One of those times was Sunday, when Hurricane Jeanne — the fourth hurricane to hit Florida in the past six weeks — snarled its way across the Tampa Bay area. Ellen Gedalius, who graduated from the Medill School of Journalism with a master’s degree in journalism in 2001, was penning an article for the Tampa Tribune when she received a phone call.
The news? Her apartment was destroyed.
Even though Jeanne had weakened considerably, the storm was still packing enough wind to blow the roof off of Gedalius’ two-story apartment building. Heavy rain turned the building into a swimming pool.

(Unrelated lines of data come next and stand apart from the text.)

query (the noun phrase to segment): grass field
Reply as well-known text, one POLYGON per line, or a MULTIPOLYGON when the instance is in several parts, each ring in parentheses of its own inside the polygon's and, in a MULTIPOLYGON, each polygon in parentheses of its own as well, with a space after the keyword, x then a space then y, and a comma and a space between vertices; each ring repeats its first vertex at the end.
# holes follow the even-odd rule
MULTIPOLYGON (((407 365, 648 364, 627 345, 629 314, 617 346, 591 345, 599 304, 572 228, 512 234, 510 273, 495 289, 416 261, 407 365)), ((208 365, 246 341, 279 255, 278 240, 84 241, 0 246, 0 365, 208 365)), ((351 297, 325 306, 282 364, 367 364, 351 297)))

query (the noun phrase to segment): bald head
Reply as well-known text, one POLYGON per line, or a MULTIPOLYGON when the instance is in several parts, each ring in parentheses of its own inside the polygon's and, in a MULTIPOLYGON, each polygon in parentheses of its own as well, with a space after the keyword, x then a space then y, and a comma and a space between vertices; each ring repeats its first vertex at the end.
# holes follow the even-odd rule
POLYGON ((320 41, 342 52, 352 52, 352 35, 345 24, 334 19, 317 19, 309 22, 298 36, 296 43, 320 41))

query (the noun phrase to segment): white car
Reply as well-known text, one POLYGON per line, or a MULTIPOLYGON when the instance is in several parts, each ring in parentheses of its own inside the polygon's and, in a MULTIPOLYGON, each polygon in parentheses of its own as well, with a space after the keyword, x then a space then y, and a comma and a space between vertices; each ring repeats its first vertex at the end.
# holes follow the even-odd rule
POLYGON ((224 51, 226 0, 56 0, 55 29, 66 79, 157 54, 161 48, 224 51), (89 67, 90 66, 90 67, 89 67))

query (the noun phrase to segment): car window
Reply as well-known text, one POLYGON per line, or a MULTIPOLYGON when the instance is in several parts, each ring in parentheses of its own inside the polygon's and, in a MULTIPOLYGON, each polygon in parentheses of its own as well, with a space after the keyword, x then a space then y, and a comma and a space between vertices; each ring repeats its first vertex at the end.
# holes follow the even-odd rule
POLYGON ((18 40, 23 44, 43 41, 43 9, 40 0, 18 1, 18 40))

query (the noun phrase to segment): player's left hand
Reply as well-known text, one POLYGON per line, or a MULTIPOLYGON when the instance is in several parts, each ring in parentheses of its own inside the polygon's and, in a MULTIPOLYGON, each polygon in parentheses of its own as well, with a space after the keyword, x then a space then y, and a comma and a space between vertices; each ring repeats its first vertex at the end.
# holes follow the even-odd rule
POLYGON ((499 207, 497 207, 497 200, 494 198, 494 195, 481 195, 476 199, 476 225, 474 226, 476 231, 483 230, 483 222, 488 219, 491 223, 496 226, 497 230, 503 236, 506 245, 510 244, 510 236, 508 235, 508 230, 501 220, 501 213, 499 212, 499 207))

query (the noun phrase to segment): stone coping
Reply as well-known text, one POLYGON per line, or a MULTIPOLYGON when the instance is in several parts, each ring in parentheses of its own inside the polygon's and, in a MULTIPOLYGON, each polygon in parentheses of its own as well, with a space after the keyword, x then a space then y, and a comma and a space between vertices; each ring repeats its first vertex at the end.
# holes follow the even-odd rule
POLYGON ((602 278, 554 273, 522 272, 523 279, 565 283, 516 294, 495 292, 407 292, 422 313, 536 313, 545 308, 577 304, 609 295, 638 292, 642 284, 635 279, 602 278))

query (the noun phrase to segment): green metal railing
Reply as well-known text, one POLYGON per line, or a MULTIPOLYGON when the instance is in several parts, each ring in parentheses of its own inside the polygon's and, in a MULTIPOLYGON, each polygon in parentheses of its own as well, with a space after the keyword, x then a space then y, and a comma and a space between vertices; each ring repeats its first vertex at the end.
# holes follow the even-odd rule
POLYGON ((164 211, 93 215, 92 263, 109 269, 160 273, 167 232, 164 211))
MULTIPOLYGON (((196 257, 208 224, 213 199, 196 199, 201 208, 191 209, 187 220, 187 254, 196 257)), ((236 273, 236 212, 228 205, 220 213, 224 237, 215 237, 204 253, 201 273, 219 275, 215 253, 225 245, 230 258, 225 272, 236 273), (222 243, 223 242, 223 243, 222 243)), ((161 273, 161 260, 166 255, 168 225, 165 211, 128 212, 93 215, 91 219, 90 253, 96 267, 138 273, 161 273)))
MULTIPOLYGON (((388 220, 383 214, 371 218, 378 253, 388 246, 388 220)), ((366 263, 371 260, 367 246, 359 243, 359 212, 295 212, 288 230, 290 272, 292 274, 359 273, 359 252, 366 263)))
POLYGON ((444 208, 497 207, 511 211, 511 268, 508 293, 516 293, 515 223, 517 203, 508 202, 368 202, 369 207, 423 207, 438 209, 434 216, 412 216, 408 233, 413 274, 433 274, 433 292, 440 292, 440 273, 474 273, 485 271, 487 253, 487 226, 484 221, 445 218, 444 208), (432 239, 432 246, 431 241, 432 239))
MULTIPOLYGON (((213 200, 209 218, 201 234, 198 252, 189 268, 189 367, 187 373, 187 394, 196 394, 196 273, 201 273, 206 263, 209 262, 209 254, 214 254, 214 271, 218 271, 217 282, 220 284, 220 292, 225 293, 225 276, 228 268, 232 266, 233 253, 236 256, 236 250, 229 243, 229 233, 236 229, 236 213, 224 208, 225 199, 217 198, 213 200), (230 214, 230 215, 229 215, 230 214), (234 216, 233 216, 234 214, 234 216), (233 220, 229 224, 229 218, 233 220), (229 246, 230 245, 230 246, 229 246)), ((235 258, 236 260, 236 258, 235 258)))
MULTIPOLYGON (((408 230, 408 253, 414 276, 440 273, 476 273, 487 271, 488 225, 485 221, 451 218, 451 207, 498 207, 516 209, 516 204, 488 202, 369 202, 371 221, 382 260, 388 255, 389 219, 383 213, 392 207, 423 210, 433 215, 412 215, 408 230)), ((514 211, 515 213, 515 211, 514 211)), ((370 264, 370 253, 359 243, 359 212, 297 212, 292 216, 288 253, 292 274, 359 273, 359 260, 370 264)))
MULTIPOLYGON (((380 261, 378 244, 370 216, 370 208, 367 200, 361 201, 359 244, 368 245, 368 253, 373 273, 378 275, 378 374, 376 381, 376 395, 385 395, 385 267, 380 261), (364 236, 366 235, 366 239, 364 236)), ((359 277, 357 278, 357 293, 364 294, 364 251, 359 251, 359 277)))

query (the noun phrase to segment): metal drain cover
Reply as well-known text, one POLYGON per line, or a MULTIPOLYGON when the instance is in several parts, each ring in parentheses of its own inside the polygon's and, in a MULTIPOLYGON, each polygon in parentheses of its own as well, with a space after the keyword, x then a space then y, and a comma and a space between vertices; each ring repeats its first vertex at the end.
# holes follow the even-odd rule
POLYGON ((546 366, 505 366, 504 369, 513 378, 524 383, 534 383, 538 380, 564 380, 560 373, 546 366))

Rushing back to her apartment with colleagues from the Tribune, Gedalius found the entire apartment completely soaked from the couch to the carpet. It smelled rather foul as well, she said, and there were bugs everywhere. Gedalius said when she called a friend after seeing the devastation she was “incomprehensible. I couldn’t explain to her what was going on.”
The apartment was uninhabitable, but Gedalius salvaged as much as she could, grabbing clothes, photos, her computer and other “sentimental stuff.” The Tribune paid for a hotel room for her in the days following the storm, and Gedalius said she received more than a dozen invitations from friends and colleagues to stay in their homes.
“The people at the Tampa Tribune have been so understanding,” she said. “Everyone from the executive editor on down has been reaching to me to see if I need anything.”
For Gedalius, though, Hurricane Jeanne seems to be only a temporary setback. Right out of graduate school, Gedalius landed a job at the Courier News in Bridgewater, N.J., covering the county government. In Tampa, she has been working as an education reporter and has also been doing some special elections coverage.
“Things are going pretty well with me,” Gedalius said.
So well, in fact, that Gedalius covered the three other hurricanes which slammed into the peninsula — most recently Hurricane Ivan. She spent three days in Pensacola covering the aftermath of the storm. When Jeanne hit, it was “weird” for her to be part of the very same phenomenon that she became so used to covering for the newspaper, she said.
“Reporters can become the victims of hurricanes and disasters,” she said. “They become part of the story.”